A long time ago (but not in a galaxy far far away), I had a migraine that didn't go away. I was soon popping Ibuprofen like it was candy. The doctor gave me a prescription for the kick-ass 800mg doses - I took 3 a day. Later, he added valium to the mix. GREAT. Minimize the pain AND don't care! When I hit the 3 month mark, I was ready to jump off a tall bridge. I was desperate - I tried accupuncture. And it worked.
To this day, I've never had migraines as bad as that time. When I feel them coming on, I overload on Ibuprofen and I'm good to go.
How was your trip to Spain???
I'm so glad that something worked. I get migraines too and I can't even imagine the horror of having one for more than a day or two. And...your poor liver on all of that ibuprofen.
Spain was good. It was mostly talks and workshops though. However, I did make it out to Segovia (pics below were taken there) and to the Prado, which is perhaps the most amazing museum ever. Oh, and I learned that bars close at 6am. There is no such thing as last call. They pass out paper cups so you can take your drink with you when you leave.
I love running, but I have to say, I think the one marathon I ran a couple years ago did permanent damage to my right ankle. That, and I hurt so bad after the race, I really haven't run much since.

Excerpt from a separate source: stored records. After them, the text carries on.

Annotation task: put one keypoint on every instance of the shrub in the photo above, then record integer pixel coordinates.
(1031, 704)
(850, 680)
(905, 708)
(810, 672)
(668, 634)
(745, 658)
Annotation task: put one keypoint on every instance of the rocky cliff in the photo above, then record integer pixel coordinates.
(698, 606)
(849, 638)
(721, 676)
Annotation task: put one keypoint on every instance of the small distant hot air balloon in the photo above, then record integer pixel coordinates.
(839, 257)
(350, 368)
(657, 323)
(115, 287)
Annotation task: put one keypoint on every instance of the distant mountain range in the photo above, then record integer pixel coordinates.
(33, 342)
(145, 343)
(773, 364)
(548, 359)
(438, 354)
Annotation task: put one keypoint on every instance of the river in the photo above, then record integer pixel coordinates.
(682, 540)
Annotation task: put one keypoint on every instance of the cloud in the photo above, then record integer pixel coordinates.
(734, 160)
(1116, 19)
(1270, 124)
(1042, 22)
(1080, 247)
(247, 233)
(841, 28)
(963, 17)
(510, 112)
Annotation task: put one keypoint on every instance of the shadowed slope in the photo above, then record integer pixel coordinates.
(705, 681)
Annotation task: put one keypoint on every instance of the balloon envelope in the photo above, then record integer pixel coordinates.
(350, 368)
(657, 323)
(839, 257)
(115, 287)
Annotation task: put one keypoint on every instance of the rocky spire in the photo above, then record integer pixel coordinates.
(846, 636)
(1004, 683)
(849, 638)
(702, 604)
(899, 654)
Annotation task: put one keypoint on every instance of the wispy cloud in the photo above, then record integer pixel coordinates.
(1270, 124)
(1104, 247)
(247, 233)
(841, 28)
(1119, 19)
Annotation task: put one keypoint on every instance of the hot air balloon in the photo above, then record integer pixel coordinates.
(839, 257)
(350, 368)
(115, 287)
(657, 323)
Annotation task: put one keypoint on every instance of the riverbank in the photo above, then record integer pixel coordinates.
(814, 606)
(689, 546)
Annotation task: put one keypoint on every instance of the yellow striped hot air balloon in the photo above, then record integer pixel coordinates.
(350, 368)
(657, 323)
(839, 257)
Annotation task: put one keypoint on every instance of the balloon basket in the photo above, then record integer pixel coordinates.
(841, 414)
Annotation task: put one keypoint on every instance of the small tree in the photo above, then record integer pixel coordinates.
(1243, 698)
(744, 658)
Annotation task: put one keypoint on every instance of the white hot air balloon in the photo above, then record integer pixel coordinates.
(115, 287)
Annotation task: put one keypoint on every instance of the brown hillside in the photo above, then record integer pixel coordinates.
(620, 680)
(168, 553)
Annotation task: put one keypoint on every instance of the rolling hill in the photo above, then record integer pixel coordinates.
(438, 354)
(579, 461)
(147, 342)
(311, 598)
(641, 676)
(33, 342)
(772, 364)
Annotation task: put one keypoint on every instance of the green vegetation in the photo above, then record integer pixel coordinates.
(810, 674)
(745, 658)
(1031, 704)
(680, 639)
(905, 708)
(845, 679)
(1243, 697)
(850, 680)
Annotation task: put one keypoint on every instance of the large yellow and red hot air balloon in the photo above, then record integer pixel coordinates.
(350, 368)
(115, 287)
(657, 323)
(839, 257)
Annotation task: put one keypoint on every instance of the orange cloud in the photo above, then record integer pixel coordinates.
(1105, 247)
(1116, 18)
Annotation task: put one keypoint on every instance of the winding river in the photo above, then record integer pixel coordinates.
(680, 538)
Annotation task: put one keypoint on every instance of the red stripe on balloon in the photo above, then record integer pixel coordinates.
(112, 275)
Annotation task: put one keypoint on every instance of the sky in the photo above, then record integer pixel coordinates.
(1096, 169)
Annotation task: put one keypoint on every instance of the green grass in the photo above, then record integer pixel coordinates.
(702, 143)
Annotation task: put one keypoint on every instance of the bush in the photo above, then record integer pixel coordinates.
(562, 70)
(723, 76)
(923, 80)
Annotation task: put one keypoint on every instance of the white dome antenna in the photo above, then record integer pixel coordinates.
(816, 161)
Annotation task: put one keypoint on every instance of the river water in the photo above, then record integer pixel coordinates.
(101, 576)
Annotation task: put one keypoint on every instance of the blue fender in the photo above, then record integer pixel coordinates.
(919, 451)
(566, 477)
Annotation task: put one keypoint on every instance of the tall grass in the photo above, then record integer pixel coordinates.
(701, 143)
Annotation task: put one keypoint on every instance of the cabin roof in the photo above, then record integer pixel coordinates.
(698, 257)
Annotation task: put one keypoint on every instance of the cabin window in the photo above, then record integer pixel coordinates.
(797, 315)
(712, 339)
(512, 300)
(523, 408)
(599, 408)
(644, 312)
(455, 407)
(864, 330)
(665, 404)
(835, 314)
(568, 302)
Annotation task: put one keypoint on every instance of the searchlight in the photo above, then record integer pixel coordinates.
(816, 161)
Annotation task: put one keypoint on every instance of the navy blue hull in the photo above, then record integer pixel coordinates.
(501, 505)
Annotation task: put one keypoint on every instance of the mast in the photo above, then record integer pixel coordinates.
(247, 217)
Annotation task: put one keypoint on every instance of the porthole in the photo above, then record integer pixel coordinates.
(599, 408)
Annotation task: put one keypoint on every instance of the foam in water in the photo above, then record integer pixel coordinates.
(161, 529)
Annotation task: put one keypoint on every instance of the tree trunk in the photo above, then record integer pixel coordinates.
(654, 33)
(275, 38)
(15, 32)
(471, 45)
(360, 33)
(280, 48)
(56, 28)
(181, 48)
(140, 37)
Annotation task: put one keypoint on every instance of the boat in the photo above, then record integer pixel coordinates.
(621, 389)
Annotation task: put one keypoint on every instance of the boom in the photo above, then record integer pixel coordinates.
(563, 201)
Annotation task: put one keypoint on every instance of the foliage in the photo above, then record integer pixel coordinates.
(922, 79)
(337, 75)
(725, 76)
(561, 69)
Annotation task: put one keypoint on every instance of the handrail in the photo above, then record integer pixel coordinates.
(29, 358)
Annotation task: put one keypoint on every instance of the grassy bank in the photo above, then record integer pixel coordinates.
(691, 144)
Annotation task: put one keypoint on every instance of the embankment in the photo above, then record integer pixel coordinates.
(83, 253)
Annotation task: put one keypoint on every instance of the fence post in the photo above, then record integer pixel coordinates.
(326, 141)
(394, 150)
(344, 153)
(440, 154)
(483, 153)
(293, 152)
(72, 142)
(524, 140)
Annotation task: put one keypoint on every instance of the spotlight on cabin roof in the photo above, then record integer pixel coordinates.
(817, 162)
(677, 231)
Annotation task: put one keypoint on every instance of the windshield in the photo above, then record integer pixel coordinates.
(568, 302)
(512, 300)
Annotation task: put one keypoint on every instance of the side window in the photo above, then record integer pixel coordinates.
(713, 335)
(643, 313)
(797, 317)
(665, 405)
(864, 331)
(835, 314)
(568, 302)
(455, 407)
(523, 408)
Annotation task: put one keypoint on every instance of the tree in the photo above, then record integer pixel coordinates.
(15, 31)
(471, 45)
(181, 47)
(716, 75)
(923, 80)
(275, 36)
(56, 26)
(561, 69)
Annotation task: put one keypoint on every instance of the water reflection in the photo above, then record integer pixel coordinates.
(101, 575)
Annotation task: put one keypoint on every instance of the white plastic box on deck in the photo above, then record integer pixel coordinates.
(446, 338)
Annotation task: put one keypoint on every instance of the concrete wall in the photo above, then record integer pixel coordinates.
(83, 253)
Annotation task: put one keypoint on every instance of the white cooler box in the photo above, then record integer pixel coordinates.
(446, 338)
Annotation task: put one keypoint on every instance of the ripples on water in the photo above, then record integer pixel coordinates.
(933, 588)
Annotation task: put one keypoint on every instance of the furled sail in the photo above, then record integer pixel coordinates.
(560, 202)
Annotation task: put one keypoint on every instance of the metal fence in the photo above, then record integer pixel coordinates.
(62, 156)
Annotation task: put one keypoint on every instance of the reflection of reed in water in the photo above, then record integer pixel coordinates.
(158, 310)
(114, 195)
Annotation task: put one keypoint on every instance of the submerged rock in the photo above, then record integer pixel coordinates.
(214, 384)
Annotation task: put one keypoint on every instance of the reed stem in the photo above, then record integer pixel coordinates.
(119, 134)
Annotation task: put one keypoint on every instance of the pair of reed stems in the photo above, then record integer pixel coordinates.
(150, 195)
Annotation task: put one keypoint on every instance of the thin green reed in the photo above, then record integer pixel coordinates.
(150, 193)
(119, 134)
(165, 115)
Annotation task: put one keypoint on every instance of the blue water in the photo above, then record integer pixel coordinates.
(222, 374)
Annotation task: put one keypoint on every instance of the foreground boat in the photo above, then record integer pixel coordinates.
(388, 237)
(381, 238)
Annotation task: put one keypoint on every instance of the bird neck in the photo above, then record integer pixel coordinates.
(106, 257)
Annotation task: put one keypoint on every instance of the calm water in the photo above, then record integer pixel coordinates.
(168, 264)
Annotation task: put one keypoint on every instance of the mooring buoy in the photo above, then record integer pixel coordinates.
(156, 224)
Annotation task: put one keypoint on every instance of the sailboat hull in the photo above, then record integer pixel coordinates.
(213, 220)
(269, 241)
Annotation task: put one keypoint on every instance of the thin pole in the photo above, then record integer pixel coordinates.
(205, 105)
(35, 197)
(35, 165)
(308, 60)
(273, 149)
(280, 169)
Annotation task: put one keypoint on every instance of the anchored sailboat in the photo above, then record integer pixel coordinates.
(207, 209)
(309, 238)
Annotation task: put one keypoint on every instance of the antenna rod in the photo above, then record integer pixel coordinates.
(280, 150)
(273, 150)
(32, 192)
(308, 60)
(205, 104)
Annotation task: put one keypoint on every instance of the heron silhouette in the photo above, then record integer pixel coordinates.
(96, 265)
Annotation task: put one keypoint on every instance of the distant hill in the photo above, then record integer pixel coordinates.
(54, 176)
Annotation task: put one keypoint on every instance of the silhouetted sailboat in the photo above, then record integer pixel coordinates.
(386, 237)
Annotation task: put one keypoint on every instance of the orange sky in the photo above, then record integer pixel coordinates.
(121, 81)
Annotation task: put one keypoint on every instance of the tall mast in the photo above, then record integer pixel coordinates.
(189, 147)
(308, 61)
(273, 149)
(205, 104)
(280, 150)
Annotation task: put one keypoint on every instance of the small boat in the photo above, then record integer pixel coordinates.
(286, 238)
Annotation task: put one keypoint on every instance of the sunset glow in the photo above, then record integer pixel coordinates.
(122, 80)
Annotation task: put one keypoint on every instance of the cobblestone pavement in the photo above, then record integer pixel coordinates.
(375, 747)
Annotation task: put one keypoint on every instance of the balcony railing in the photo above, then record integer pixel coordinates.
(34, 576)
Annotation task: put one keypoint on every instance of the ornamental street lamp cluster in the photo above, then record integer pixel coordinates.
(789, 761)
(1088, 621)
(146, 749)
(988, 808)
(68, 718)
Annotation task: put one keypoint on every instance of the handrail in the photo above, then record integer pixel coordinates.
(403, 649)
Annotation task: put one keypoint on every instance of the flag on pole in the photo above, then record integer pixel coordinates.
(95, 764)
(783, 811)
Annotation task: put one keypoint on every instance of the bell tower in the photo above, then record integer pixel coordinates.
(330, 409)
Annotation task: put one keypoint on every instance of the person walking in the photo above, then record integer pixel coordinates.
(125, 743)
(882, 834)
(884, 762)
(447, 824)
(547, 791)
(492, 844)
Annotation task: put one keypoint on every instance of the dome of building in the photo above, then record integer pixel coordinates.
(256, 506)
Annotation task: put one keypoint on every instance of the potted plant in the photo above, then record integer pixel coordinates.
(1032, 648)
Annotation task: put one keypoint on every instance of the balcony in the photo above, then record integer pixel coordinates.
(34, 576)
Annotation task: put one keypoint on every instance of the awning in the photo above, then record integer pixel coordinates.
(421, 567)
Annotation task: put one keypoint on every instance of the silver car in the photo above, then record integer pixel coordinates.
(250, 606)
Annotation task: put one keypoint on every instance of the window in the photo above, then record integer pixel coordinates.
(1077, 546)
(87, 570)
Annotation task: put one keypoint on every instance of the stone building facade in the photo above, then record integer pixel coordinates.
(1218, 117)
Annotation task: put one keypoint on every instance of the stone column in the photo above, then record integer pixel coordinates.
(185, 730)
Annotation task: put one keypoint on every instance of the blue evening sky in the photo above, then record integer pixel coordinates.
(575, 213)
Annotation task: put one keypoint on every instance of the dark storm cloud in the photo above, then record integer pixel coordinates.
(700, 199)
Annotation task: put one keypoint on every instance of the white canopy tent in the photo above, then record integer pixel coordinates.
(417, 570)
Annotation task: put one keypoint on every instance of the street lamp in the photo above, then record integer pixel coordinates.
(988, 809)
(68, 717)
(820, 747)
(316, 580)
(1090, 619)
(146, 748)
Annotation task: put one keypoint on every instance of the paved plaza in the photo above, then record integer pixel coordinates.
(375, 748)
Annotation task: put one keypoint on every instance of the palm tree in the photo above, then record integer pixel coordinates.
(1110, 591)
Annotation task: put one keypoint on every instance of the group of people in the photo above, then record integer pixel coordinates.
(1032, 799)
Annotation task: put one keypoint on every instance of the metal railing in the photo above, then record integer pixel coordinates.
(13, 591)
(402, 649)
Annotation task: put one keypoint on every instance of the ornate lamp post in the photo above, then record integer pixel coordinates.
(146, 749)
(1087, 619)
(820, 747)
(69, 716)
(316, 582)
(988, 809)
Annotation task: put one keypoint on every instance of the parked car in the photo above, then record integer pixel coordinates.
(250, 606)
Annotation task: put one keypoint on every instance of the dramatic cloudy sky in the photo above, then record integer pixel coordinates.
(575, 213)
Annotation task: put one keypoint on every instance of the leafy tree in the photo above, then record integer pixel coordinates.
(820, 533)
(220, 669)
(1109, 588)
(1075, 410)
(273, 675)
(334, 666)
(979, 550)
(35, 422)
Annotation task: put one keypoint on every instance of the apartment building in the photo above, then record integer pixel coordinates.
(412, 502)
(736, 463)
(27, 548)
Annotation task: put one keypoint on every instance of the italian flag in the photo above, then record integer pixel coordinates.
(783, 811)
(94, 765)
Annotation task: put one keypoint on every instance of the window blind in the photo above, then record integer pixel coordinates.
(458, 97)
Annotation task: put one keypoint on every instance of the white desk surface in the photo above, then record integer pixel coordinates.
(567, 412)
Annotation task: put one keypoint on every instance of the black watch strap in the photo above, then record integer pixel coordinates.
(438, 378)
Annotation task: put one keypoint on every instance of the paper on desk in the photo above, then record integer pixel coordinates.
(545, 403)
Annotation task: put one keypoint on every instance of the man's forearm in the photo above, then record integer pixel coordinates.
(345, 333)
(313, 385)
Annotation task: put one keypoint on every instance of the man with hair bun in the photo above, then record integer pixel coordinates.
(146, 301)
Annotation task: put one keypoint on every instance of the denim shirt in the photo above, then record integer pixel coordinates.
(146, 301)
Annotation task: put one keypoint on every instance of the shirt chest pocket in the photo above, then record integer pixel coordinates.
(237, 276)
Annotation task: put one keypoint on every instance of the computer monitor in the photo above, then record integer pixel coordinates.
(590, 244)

Marathons can be very hard on the body. I envy the people who can run them and not have negative physical side effects.
There is little in that that hurts quite like finishing a marathon.
That was a truly unfortunate story. But at the same time it had morals, and was very inspirational. You might want to look into "Law of Attraction." A guy was in an auto wreck which paralized him neck down. The doctors told him he would never walk again etc. He practiced the law of attraction, and starting walking within a 2 month period.